Winning this award brings great satisfaction to me. It is one of the most special awards that I have received so far in my career.
Ph.D. Water sciences, 2020
Centre Eau Terre Environnement | Supervisor : Satinder Kaur Brar
What brought you to INRS? What do you take away from your experience?
After I did my master’s in Environmental Engineering and Management (EEM), I wanted to pursue my research work in the field of water treatment. I chose to advance my research in drinking water treatment and started exploring the opportunities for a possible PhD position. I applied to a few intitutions and received positive replies from three global universities including INRS. Among other considerations, two aspects guided my decision. First, the research project idea of emerging contaminants removal in form of cyanotoxin from the surface water sources fascinated me. Second, the fact that INRS ranked second in Canada (back then, and first today) in terms of research intensity and its mission exclusively driven by graduate research and training, making it ideal for my doctoral journey. I take this opportunity to thank my project supervisor, Prof. Satinder Kaur Brar who believed in my PhD project.
To be honest, I took away so much from my experience. This includes better time management, the ability to manage resources and to advance planning, which are required for high quality research work, and the determination to succeed despite failures that eventually produced a better version of myself. From the quality and availability of instrument training, to great research assistance, resources and atmosphere, I could not have asked for a better setting than INRS to pursue my PhD.
Can you describe the issue and the impact of the research presented in your doctoral thesis?
My PhD work was related to the advance biofiltration system for the removal of the most prominent and dangerous cyanotoxin i.e., Microcystin-LR (MC-LR), prevalent in many surface water sources across Canada. The project was a part of the Algal Blooms, Treatment, Risk Assessment, Prediction and Prevention Through Genomics (ATRAPP) project.
The issue was the availability of quality drinking water for over 8 million Canadians who are dependent on the drinking water treatment facilities (DWTFs) fed by the Great Lakes. Over the past few decades, the Great Lakes have been showing a consistent increase in the cyanotoxins level that was observed to be more than the recommended WHO limit of 1 µg/L. Therfore, the idea was to target the filtration unit of the DWTFs and explore a more feasible, economical and sustainable solution for tackling the cyanotoxins (preferably MC-LR). The follow-up issue was particularly challenging in the sense that the sand media (commonly used filter adsorbent in a typical DWTFs) had shown mere 30% efficacy in removing MC-LR. Moreover, the toxicity in the finished water was a growing concern too. To address these two-front challenges, we strategized a five-front counter treatment approach which comprised the modification of the sand material into more hydrophobic surface property, pi-pi bond infusion, enhanced electrostatic interaction, C-O-C planes factor and bioaugmentation to reduce the by-products toxicity in the finished water.

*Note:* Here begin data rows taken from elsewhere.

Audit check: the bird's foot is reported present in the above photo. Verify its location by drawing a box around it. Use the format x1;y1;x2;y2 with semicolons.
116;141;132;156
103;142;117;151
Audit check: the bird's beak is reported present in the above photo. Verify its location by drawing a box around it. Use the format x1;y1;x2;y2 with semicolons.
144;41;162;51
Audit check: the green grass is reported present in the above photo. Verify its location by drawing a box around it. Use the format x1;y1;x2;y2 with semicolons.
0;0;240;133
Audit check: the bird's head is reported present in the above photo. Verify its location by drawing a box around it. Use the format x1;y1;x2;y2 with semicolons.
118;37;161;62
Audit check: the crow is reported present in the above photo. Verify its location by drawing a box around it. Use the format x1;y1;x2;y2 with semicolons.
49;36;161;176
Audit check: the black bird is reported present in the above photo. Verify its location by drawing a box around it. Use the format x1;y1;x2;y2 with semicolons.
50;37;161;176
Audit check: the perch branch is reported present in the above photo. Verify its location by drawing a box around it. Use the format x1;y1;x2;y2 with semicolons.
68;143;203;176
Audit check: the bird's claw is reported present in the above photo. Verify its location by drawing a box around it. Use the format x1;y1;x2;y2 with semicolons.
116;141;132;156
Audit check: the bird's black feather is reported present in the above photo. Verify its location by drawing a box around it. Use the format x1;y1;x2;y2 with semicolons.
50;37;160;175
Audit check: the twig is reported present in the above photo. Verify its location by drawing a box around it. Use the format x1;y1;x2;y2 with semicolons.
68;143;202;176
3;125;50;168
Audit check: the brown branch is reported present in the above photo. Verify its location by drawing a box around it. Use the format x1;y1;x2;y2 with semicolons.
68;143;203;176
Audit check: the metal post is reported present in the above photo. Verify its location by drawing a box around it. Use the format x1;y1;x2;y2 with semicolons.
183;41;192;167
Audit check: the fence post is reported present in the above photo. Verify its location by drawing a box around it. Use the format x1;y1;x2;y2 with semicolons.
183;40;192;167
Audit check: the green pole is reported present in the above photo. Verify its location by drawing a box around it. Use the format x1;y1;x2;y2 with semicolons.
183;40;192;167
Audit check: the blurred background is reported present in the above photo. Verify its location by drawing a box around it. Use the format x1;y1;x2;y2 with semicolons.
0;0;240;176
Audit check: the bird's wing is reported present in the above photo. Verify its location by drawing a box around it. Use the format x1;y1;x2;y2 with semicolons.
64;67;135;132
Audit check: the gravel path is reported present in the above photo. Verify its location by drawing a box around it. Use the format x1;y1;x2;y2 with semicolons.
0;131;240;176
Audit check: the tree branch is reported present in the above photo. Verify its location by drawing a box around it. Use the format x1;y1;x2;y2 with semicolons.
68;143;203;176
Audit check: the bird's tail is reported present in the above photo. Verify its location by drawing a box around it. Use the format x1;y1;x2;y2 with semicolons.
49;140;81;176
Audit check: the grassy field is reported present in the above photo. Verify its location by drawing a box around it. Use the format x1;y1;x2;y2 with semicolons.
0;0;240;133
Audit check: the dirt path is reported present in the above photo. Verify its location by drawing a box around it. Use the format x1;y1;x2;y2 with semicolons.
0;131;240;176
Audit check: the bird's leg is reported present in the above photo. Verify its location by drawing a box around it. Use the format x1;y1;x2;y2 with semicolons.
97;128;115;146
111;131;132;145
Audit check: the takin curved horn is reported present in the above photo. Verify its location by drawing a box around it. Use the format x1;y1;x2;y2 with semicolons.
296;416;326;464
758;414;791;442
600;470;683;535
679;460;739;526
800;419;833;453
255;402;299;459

Broadly speaking, the vision was to reform the filtration unit of the DWTFs. In that spirit, a novel adsorbent material (graphitized sand; GS) was synthesized using sustainable and waste carbon source (brewery waste effluent) that was found to be ten times more effective (adsorbent capacity) than the conventional ‘sand’ adsorbent, achieving 98% MC-LR removal. Also, on a household scale, it was found that the GS-based water filter was 29 times technoeconomially more feasible than the sand-based water filters and potent in removing over ten other critical water quality parameters. An automated micromodel of the DWTF was created in the laboratory where the GS-based filter at pilot scale was retrofitted and tested along with the other treatment units (pre-oxidation, coagulation/flocculation, disinfection). This household level GS filter was designed by a computation fluid dynamics software (ANSYS-CFX) and studied according to the guidelines indicated in the Canadian charity and licensed engineering firm named CAWST (Center for Affordable Water and Sanitation).
The impact of the above research targets two sub-sectors of the drinking water treatment, i.e., DWTFs and household level treatment (water filters). The project was also designed to study the MC-LR removal with context to the Canadian environment. The bioaugmentation of native (from Ste-Foy DWTFs, Quebec City, Canada) and novel bacteria as identified in this project (named: Chryseobacterium sp. and Pseudomonas fragi) further benefitted the surface water treatment under low temperature range (7°C – 10°C) and presented a remarkable 30% - 40% reduction in the toxicity of the finished water posed by the MC-LR by-products.
What does winning this award mean to you?
Winning this award brings great satisfaction to me. It is one of the most special awards that I have received so far in my career. I would also like to congratulate my fellow colleagues and friends who graduated along with me. Their research contribution was as important as mine. The work done by everyone needs to be applauded, especially because a part of it has happened during the challenging times of COVID-19.
What’s the next chapter for you now that you graduate?
I have been offered an Assistant Professor position at the Indian Institute of Technology, Jammu in India and I am eagerly looking forward to starting my new journey. My vision/goal is to selflessly contribute to the water treatment sector by disseminating quality knowledge to young water professionals and my dream is to provide significant contribution in the field of “Water Digitalization.”